No wonder this paper is going under.
"The golf world idolizes Tiger Woods, sure, but duffers will still be heaving 9-irons into ponds long after Woods plays his last major. Poetry can’t be as confident about its own durability."
Um, why is it that poets need greatness? Why won't poets write after Ashbery?
Oh, because David Orr says so. Gee.
No point in arguing.
4 comments:
I'm wondering why he seems to think Tiger Woods is the last great golfer.
Well, clearly anyone who has time for BOTH golf and poetry is a person we should scramble to pay attention to.
Ohmigod, that article is soooo stoopid. The logic basically boils down to "X will never happen again because X hasn't happened again yet." There won't be another very good very popular U.S. poet because there isn't another one yet. There won't be another golfer the equal of Tiger Woods because there hasn't been one yet.

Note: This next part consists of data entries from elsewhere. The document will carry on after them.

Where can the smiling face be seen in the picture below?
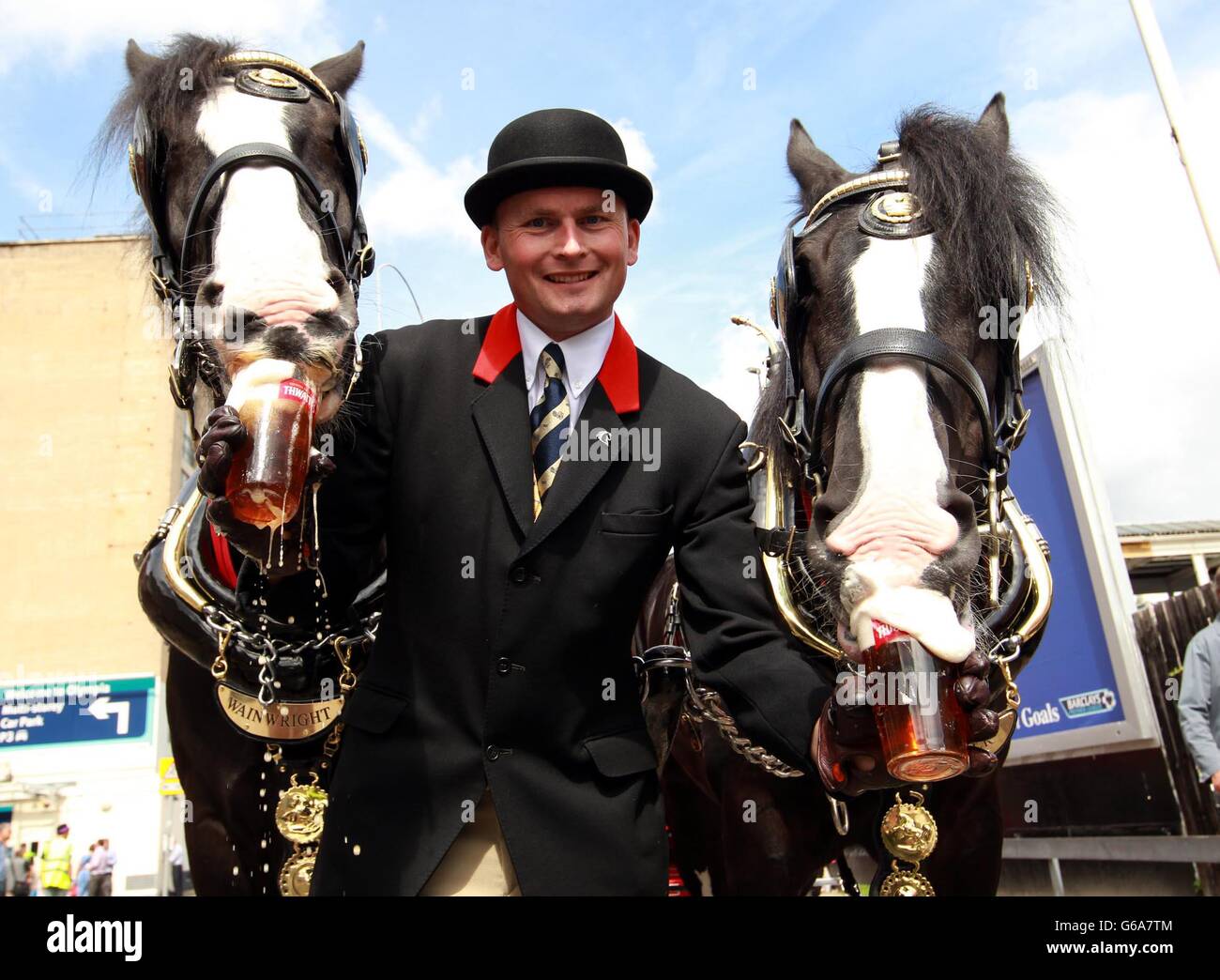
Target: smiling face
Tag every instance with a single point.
(564, 253)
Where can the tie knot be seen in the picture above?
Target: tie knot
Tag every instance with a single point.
(553, 361)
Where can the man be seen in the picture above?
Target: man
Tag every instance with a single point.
(100, 870)
(8, 875)
(56, 863)
(1198, 708)
(496, 743)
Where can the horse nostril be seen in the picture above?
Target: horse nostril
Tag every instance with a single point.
(210, 292)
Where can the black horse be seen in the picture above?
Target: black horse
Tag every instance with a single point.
(249, 167)
(879, 455)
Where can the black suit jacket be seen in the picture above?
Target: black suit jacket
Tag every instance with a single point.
(503, 651)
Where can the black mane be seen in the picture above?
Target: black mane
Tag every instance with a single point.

Unfortunately, this kind of "reasoning" is the sort of thing that passes for mainstream discourse in our sad country.
@ Stan,
So sadly true (about the discourse). Instances like this betray the TIMES' real goal of playing the role of educator, of "we're going to educate you so that you can be 'knowledgeable' about certain topics at dinner parties." Writing like this sustains conversational small talk that doesn't ask for intellectual rigor. You'd never ask someone you just met at a party to defend their statements, and writing and discourse like this takes advantage of this.
I can see it now, somewhere around a minibar: "Did you hear poetry is done for?" "So sad that poetry is in such a sad state of affairs." "There are no great poets anymore, like there USED to be."